Documentaire sonore de création
Sophie Berger, Benoît Bories, Marc-Antoine Granier, Antoine Richard
Qu’est-ce qu’un “Documentaire sonore de création” ? Selon Kaye Mortley, qui a fondé ce workshop en 1989, “c’est un nom que l’on donne (un peu « faute de mieux ») à un type de radio où le réel glisse vers autre chose (« la fiction » ou « l’art », peut-être)… Un type de radio dont le but est moins d’instruire et d’informer (bien que ni l’information, ni l’enseignement n’en soient exclus) que de créer un univers (au sens large) tissé de sons réels. Le “sujet” importe peu, précise-t-elle, n’étant souvent qu’un prétexte permettant à l’auteur de parler de quelque chose de plus universel — ou de plus intime que ledit sujet”.
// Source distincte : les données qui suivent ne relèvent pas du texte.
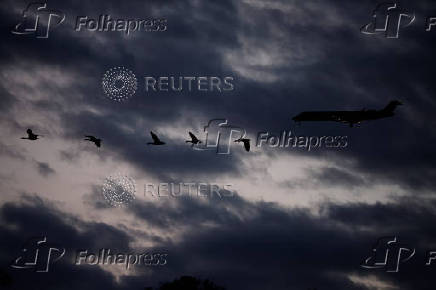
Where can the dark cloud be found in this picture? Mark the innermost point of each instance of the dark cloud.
(286, 57)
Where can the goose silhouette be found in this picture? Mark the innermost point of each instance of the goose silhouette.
(93, 139)
(156, 140)
(30, 135)
(194, 140)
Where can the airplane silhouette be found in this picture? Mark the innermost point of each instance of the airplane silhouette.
(156, 140)
(93, 139)
(194, 140)
(350, 117)
(246, 143)
(30, 135)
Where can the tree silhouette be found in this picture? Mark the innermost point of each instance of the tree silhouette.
(5, 279)
(188, 283)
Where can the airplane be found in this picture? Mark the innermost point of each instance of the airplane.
(156, 140)
(349, 117)
(31, 136)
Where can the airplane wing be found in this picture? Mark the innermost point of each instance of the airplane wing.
(154, 137)
(247, 145)
(194, 139)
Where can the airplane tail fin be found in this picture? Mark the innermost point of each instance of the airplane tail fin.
(390, 108)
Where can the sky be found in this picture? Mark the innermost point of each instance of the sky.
(292, 218)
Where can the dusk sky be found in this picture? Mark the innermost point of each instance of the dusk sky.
(290, 218)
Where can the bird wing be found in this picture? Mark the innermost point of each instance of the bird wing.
(194, 139)
(247, 145)
(154, 137)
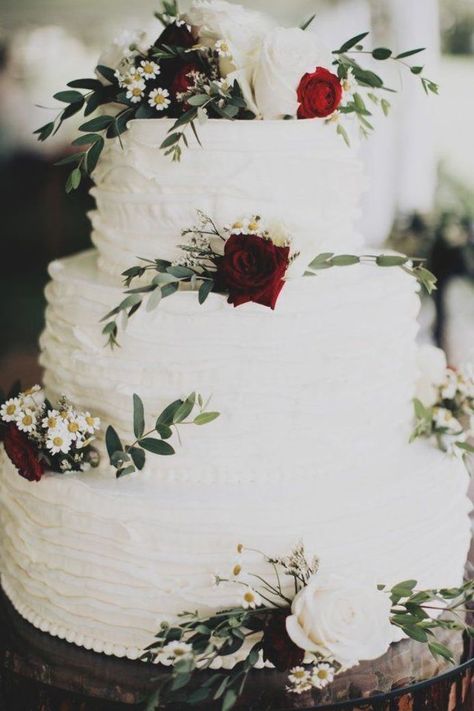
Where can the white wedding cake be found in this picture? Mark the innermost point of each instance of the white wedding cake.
(315, 399)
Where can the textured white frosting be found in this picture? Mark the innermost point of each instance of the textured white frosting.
(315, 402)
(101, 563)
(299, 172)
(334, 362)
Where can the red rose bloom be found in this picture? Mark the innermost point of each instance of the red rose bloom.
(319, 94)
(22, 454)
(278, 648)
(252, 269)
(182, 81)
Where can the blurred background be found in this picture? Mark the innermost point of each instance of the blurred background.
(420, 161)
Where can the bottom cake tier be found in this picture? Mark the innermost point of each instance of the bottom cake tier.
(101, 562)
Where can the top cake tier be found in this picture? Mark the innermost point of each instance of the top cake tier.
(297, 172)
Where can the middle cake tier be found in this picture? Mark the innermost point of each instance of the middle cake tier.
(329, 375)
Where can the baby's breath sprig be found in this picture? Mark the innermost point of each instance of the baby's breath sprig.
(450, 420)
(127, 458)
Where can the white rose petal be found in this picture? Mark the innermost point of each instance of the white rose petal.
(286, 56)
(347, 619)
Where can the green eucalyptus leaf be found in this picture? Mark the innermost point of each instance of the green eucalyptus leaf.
(138, 416)
(167, 416)
(390, 260)
(156, 446)
(205, 417)
(352, 42)
(344, 260)
(204, 290)
(409, 53)
(381, 53)
(153, 300)
(99, 123)
(138, 457)
(112, 441)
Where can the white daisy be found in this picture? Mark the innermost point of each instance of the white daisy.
(176, 650)
(59, 441)
(10, 409)
(148, 69)
(89, 423)
(52, 420)
(26, 420)
(250, 599)
(73, 426)
(136, 91)
(450, 386)
(223, 48)
(323, 674)
(158, 99)
(300, 680)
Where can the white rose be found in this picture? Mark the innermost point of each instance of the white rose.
(119, 53)
(243, 30)
(348, 619)
(286, 56)
(432, 366)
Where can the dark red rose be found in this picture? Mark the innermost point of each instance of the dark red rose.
(278, 648)
(182, 81)
(22, 454)
(252, 269)
(176, 36)
(319, 94)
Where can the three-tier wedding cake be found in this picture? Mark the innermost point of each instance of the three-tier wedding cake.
(314, 395)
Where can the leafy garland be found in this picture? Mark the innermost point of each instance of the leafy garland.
(203, 92)
(199, 268)
(196, 642)
(127, 458)
(351, 72)
(37, 435)
(450, 421)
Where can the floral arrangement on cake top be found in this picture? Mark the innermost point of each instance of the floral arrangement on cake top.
(247, 261)
(220, 60)
(37, 435)
(302, 620)
(444, 403)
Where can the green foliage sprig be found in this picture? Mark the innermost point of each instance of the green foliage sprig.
(198, 270)
(411, 608)
(193, 643)
(127, 458)
(348, 68)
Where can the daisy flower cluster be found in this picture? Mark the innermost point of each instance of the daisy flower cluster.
(317, 676)
(449, 417)
(60, 435)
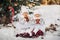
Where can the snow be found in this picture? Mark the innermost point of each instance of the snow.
(50, 14)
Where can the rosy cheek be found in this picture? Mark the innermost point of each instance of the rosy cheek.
(37, 21)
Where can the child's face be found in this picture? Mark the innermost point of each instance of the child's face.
(25, 14)
(37, 15)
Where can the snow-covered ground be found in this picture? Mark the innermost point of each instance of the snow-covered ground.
(50, 14)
Pourquoi cette voix plutôt que telle autre ?… Que me racontent-elles ? Pourquoi du son plutôt que du silence ?… Comment tisser un univers entre eux ? Comment passer d’une simple idée à sa réalisation en tenant compte aussi bien des contraintes techniques que des aléas extérieurs, mais sans trahir ses intentions de départ ? Comment trouver son chemin, s’engager dans une voie personnelle en s’exprimant avec les paroles et les sons des autres ? Ce sont quelques exemples de questions qu’aborde spécifiquement ce workshop. Car apprendre le documentaire implique de s’aventurer bien au-delà de l’apprentissage des techniques du son. C’est commencer à se risquer dans cette écriture singulière qui consiste à construire forme et propos dans une constante interaction avec soi et avec ce que l’on enregistre. C’est à cette écriture qu’initie cette formation par laquelle sont passés nombre d’auteur.ice.s. aujourd’hui connus qui exercent à France Culture ou ARTE Radio. Mais encore : comment esquisser sa propre grammaire sonore tout en tenant compte des attentes des différents diffuseurs ? A qui et comment soumettre ses projets ? Autant de questions abordées au fil d’une réalisation collective menée en 7 jours, étape par étape, mêlant repérages, enquêtes, prises de son de jour comme de nuit, collectes, discussions, écoutes critiques, et assemblages sonores.
Objectifs pédagogiques
- s’ouvrir à la part créative du documentaire,
- circonscrire un terrain, border une idée et se lancer
- travailler sa relation au sujet sans le cloisonner,
- apprendre à développer un narratif spécifiquement sonore : découvrir la matérialité du son, sa capacité à peindre ou dessiner un lieu.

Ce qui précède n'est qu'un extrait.